Городов В.П. Фонд музея КЧФ, д.НВМ
Все военнопленные проходили сначала предварительную фильтрацию на месте пленения, где отделяли отдельно командиров, рядовых, раненых, которые подлежали лечению и транспортировке либо уничтожению. В полевом лагере под Бахчисараем фильтрация проходила более тщательно. Прошедшие через этот лагерь Г. Воловик, А. Почечуев и многие другие отмечают, что там подразделение предателей из крымских татар, переодетых в немецкую форму, будоражило всю массу военнопленных, выискивая евреев, выпытывая, кто укажет на комиссара. Всех выявленных концентрировали в специальной загородке из колючей проволоки, размером 8х10. Вечером их увозили на расстрел. Почечуев пишет, что за шесть дней его пребывания в этом лагере каждый день расстреливали по 200 человек, собранных в эту загородку.

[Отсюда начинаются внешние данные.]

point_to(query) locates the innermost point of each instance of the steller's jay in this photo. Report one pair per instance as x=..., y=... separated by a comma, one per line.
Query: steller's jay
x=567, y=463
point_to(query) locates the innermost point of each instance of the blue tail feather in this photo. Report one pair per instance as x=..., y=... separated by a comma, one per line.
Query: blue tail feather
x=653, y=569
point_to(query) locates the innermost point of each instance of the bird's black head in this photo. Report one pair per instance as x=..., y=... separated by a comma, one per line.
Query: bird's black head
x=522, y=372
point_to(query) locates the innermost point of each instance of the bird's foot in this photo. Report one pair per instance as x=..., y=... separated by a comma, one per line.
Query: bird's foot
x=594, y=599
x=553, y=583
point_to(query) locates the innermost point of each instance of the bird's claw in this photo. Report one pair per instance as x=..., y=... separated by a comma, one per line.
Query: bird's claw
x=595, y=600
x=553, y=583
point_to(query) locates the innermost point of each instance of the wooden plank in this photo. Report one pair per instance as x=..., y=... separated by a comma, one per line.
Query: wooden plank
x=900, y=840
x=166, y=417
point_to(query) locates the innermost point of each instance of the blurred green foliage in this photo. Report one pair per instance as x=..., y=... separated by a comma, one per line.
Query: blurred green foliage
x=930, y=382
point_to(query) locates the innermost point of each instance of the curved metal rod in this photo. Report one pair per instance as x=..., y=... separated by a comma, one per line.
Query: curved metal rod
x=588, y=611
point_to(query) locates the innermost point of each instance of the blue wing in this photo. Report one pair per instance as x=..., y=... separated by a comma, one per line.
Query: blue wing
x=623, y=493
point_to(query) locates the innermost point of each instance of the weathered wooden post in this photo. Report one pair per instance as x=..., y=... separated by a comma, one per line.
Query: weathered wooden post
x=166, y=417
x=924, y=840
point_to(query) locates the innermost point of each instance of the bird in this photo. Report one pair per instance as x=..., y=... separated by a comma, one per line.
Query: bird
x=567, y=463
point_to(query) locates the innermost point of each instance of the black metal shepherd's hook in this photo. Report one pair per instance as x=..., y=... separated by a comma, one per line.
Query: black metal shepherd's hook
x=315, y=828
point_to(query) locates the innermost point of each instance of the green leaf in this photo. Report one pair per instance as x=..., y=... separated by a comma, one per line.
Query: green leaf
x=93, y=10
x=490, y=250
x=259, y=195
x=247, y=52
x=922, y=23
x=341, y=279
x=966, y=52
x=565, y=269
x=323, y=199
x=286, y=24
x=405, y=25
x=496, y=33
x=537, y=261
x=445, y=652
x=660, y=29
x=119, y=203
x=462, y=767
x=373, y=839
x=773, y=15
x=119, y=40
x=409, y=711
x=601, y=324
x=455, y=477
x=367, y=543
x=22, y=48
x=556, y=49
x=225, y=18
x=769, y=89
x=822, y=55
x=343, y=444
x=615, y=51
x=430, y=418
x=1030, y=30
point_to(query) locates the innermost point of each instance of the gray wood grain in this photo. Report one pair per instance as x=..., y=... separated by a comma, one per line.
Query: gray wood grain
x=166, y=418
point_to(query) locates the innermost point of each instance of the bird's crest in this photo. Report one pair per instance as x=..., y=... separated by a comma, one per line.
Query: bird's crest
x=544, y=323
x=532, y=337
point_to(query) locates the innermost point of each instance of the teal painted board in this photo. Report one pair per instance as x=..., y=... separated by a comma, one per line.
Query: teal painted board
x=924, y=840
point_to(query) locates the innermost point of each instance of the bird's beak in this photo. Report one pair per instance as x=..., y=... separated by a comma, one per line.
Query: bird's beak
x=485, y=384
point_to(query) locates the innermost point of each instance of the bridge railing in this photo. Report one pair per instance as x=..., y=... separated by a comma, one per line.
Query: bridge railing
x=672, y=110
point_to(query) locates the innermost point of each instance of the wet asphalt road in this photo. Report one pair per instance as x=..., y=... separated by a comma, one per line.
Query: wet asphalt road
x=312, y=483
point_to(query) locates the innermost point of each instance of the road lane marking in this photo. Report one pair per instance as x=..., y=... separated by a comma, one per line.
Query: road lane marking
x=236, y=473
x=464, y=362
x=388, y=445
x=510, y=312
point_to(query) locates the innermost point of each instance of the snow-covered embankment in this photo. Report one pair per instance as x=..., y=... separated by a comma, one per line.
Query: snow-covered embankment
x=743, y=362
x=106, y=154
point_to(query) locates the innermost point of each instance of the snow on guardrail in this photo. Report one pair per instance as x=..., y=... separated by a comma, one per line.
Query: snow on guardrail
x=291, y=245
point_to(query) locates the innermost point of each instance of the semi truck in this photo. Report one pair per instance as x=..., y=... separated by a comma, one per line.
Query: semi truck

Эти выявления и расстрелы продолжались во всех лагерях на пути их следования на Украине, Польше, Германии.
Надо отметить, что немцы широко использовали наших пленных в Севастополе и его окрестностях на разминировании, а также на расчистке завалов, разных раскопках и других работах. В Севастополе размещалось в первые дни после захвата города более десяти мест, где содержались разной численности наши пленные. По воспоминаниям старшины 1-й статьи Н.Н. Алексеенко из 279-го отдельного батальона связи 109-й стрелковой дивизии, после неудачной попытки пробиться морем из-под берега Фиолента в район мыса Айя 4 июля он был захвачен в море вражеским катером, доставлен в Балаклаву и затем в лагерь на Куликово поле, где содержалось около 4500 наших пленных. Оттуда он в числе 200 человек был взят на «работу», а фактически на разминирование минных полей в районе Мекензиевых гор. После такого разминирования, когда шеренгой по сто человек с расстоянием между людьми в 1 или 1,5 метра с палками-щупами в руках шли по минному полю, а сзади вторая такая шеренга, то в живых осталось человек 16. Получивших ранения при взрыве мин пристреливали.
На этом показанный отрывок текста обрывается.